She looked around the room, twisting at the waist to see for herself. She had a figure made for that kind of movement. Her eyes lit on a burlap curtain that hung over a doorway.

“Where’s that go?” she asked.

“My back room,” I said. Then it came to me. “You must be talking about the Messenger of the Divine.”

“Oh yes. Yes.”

The hope in her voice brought me up out of my chair. She moved toward me. Her hands reached out for me.

“They had a place look like mine down the street,” I said. “But they moved out. Must be two months ago now.”

“What?” Her face went blank.

“Moved,” I said. “Went away.”

“Where?”

“I don’t know. They moved out in the middle of the night. Took everything. All that was left was an empty space and a few paper fans.”

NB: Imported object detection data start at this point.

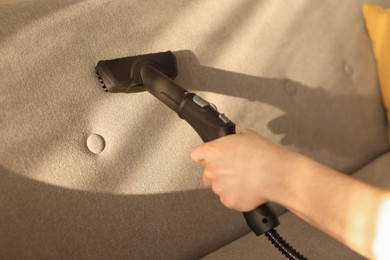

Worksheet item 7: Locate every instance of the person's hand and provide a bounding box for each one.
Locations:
[191,130,295,211]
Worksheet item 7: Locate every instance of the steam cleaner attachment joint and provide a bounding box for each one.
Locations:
[96,51,305,259]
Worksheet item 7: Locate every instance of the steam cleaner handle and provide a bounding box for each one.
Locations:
[178,92,279,236]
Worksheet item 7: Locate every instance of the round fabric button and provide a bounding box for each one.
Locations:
[87,134,106,154]
[284,81,297,96]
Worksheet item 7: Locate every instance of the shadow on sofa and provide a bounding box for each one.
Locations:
[175,50,386,160]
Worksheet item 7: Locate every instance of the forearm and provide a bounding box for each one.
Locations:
[270,155,386,258]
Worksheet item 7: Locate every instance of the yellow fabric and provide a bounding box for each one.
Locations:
[363,4,390,125]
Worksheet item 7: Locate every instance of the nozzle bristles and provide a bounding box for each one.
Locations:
[95,68,108,92]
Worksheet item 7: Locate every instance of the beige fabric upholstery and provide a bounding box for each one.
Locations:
[202,152,390,260]
[0,0,389,259]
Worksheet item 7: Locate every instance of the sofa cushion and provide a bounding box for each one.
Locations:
[202,152,390,260]
[0,0,389,259]
[363,4,390,131]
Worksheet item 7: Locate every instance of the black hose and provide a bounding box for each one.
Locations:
[265,229,307,260]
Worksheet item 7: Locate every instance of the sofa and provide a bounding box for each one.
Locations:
[0,0,390,260]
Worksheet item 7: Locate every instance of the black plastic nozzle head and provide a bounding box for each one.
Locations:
[96,51,178,93]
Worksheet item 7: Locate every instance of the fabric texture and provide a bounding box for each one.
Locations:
[0,0,390,259]
[363,4,390,132]
[202,152,390,260]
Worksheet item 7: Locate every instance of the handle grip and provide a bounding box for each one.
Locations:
[178,92,279,236]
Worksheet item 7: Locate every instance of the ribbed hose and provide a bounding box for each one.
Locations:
[265,229,307,260]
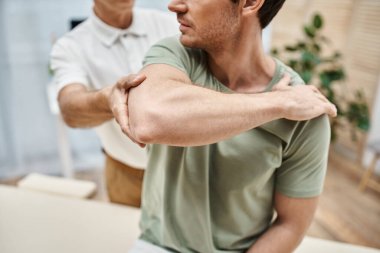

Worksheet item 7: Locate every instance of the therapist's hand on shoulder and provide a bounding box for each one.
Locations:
[108,74,146,147]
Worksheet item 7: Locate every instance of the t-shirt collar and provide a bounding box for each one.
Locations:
[90,10,147,47]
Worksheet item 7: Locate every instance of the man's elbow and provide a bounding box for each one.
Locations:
[129,106,163,144]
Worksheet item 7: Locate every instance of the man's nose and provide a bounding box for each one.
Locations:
[168,0,187,13]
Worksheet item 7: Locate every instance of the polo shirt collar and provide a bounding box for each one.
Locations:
[90,10,147,47]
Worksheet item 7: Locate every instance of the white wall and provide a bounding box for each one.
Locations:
[364,76,380,174]
[0,0,168,178]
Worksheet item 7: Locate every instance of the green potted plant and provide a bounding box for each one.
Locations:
[272,14,370,141]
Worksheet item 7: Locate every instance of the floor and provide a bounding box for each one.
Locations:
[0,150,380,249]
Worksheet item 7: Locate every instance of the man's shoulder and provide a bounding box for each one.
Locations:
[275,59,305,85]
[146,35,204,69]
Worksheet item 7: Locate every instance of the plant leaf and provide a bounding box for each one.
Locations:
[313,14,323,30]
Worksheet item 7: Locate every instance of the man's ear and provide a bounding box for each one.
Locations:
[243,0,265,15]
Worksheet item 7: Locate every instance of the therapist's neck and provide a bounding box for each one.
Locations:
[94,4,132,29]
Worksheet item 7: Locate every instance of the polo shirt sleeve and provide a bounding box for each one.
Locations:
[143,36,191,76]
[275,115,330,198]
[50,38,89,90]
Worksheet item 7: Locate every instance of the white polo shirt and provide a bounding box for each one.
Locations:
[50,8,179,169]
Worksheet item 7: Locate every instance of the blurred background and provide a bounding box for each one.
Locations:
[0,0,380,248]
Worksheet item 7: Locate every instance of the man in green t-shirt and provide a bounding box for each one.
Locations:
[122,0,336,253]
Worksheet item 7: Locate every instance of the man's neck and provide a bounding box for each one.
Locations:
[94,5,132,29]
[207,26,276,93]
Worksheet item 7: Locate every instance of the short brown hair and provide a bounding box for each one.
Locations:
[231,0,285,29]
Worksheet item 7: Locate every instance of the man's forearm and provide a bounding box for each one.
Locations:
[58,84,113,128]
[129,79,281,146]
[247,219,304,253]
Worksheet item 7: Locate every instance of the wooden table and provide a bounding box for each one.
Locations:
[0,186,380,253]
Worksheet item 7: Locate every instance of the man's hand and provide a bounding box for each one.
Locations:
[273,75,337,121]
[108,74,146,147]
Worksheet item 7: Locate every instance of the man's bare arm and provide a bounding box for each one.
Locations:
[128,64,336,146]
[247,193,318,253]
[58,75,145,144]
[58,83,113,128]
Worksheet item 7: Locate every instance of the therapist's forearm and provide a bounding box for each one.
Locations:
[58,84,113,128]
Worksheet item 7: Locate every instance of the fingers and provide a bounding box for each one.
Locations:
[116,74,146,90]
[274,73,290,90]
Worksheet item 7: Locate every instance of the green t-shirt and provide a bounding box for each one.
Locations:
[140,37,330,253]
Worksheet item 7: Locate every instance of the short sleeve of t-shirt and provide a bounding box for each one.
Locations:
[143,36,194,77]
[275,115,330,198]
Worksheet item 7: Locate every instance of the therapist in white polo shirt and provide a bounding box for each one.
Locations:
[51,0,178,207]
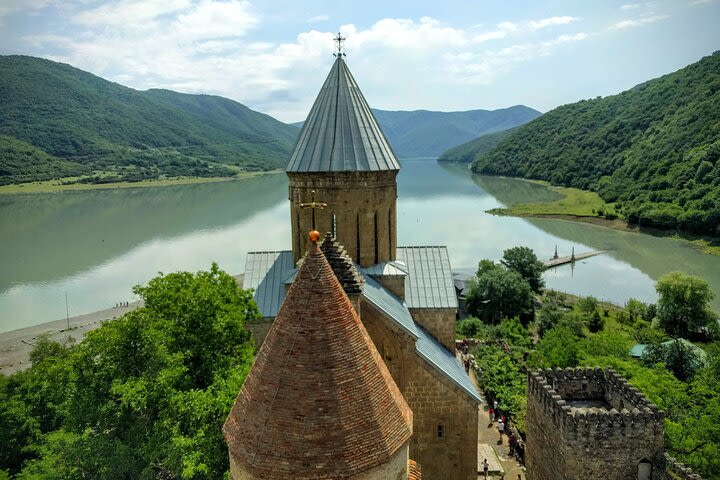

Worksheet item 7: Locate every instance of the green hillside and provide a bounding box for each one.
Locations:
[472,52,720,236]
[438,127,518,163]
[0,56,297,184]
[373,105,541,157]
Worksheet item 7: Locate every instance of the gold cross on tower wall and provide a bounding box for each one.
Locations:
[300,190,327,230]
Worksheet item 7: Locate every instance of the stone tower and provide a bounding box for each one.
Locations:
[525,368,665,480]
[285,54,400,267]
[223,232,419,480]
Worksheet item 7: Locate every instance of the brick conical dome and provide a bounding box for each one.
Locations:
[223,238,412,480]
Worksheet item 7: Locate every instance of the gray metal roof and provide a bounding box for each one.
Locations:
[285,56,400,172]
[363,275,482,402]
[397,247,458,308]
[358,260,407,277]
[243,251,295,317]
[243,247,481,402]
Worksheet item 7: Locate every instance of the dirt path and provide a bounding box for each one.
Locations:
[470,371,525,480]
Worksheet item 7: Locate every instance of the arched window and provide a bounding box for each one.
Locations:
[355,213,360,263]
[373,212,380,263]
[388,210,393,258]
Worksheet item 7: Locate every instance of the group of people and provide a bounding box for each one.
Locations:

I was sad to make my little report because now there was no reason for her to stay and twist around. I realized that I had spent a little too much time lately wrapped up in books. I had the notion that I should go out to the Parisian Room that night.

Just then the young woman leaned backward and then crumpled forward, into my arms. As I stood there holding her steady, the fear fled my heart. At close quarters her scent was floral, but it was also sharp, like the smell after lightning strikes.

“You got some water in the back?” she whispered.

I nodded and led her through the heavy burlap curtain to the back room and put her on my cot. She was mumbling and crying.

“Are you okay?” I asked, perching next to her.

“Where did they go?”

I couldn’t find the words to hurt her again.

“What am I gonna do?” she cried, turning her head, looking around in the dark as if the room might somehow transform itself into the church she sought. “Reverend Grove is the only one who can help me now.”